3-Minute Intro: Beauty and the Beast (La Belle et la Bête)

Screened: January 8, 2008
Format: DVD - Criterion (2003)
Selected By: Libby

Jean Cocteau was regarded as one of the leading French cultural figures of the early twentieth century when he created his 1946 fantasy Beauty and the Beast. Although he worked as a director, novelist, playwright, and designer, Cocteau considered himself first and foremost a poet, and a poetic sensibility runs throughout the output of his versatile career. A loose adaptation of an eighteenth century French fairy tale, Beauty and the Beast was Cocteau’s second film, and it shares the surrealism that characterizes much of his work. Far removed from the horrors of post-war Europe, yet infused with rich social and political commentary, Beauty challenged audiences to demand more from the fantasy genre. Cocteau was explicit about the film’s gender and sexual subtexts, and its deconstruction of traditional fairy tales motifs.

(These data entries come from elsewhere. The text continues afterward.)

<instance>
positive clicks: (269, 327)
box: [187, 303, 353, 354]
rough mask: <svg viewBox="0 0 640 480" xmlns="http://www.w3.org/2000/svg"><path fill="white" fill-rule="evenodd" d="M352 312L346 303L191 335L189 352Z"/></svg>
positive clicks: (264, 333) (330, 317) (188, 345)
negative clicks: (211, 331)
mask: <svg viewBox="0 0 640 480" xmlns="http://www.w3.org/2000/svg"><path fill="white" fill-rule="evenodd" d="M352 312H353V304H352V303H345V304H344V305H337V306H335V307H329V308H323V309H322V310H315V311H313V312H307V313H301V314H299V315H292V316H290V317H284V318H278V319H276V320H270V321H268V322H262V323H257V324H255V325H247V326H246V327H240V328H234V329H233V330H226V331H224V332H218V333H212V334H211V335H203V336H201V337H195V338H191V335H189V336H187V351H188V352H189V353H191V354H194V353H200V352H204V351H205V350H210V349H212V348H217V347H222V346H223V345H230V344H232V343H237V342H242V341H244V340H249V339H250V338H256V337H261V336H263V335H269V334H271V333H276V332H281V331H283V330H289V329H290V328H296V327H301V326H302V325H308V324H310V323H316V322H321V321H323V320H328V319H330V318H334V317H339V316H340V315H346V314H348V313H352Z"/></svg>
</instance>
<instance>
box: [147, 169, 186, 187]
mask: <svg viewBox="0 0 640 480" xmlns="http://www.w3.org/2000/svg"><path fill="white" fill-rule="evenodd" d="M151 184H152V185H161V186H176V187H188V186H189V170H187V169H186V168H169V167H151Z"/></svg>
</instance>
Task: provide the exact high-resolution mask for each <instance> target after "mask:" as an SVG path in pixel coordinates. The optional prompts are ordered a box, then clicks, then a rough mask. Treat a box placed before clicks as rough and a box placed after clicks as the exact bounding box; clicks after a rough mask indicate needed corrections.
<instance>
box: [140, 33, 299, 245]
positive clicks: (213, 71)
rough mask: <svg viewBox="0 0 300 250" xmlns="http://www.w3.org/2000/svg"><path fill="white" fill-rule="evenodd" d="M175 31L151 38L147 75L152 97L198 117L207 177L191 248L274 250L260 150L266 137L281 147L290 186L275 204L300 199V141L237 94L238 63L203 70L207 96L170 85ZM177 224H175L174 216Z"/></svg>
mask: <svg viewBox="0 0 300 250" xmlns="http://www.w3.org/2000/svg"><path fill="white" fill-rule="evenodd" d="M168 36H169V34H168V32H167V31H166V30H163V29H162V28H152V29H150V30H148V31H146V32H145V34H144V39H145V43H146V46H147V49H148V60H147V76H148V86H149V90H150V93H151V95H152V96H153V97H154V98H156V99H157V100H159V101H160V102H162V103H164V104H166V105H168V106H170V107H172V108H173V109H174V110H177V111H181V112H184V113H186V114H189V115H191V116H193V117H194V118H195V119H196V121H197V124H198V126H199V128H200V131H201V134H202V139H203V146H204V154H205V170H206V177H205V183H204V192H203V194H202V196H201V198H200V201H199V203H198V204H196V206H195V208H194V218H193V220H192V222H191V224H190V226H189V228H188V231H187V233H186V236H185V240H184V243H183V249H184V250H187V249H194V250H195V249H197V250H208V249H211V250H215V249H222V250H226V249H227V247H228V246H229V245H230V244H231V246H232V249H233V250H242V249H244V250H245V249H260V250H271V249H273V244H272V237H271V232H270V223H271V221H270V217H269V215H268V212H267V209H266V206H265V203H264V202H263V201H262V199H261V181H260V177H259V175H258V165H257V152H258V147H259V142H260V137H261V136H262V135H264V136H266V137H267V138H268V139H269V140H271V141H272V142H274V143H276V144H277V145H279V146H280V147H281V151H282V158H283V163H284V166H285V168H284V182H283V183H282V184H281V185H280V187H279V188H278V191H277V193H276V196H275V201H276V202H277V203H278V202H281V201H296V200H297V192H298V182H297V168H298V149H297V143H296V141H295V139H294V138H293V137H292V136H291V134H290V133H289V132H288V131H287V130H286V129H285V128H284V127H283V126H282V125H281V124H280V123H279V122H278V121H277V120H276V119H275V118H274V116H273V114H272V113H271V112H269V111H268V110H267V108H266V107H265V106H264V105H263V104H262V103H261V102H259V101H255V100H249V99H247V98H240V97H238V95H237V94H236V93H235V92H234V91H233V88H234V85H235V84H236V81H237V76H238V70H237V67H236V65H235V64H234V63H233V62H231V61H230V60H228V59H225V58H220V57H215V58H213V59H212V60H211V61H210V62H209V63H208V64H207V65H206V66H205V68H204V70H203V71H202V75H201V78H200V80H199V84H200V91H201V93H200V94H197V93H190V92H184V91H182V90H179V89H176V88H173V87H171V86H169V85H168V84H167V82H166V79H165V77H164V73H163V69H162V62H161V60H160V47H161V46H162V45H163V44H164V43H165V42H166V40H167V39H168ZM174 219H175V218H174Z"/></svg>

In Beauty, Cocteau utilizes baroque design and technical wizardry to create a phantasmagorical landscape where reality and fantasy mingle. The banality of the film’s opening sequences stand in stark contrast to the Beast’s castle, where Henri Alekan’s silvery photography reveals a new wonder or chill behind every corner. That Beauty and Beast was completed at all, let alone with such opulent production design and visual effects, is a minor miracle. The film suffered from post-war shortages of everything from film stock to textiles to medicine for Cocteau himself, who was seriously ill during the production. Under five hours of stifling makeup, French heartthrob Jean Marais conjures an amazingly affecting performance as the Beast. In his monstrous visage, Marais was widely regarded by French girls and women as much more appealing than when he appeared as the handsome prince. This subversive thematic twist is, of course, exactly what Cocteau intended.

Despite Beauty and Beast’s financial success in France and internationally, Cocteau wrote that his “greatest reward” was the enthusiastic response the film received at its first screening, held not for critics or the public, but for the film studio’s technicians. Six decades later, Beauty and Beast remains a milestone in early post-war French film, and in fantasy film generally. Its ambitious artistry has influenced filmmakers across genres, yet Cocteau’s sincere, challenging approach to his source material is still all too rarely emulated.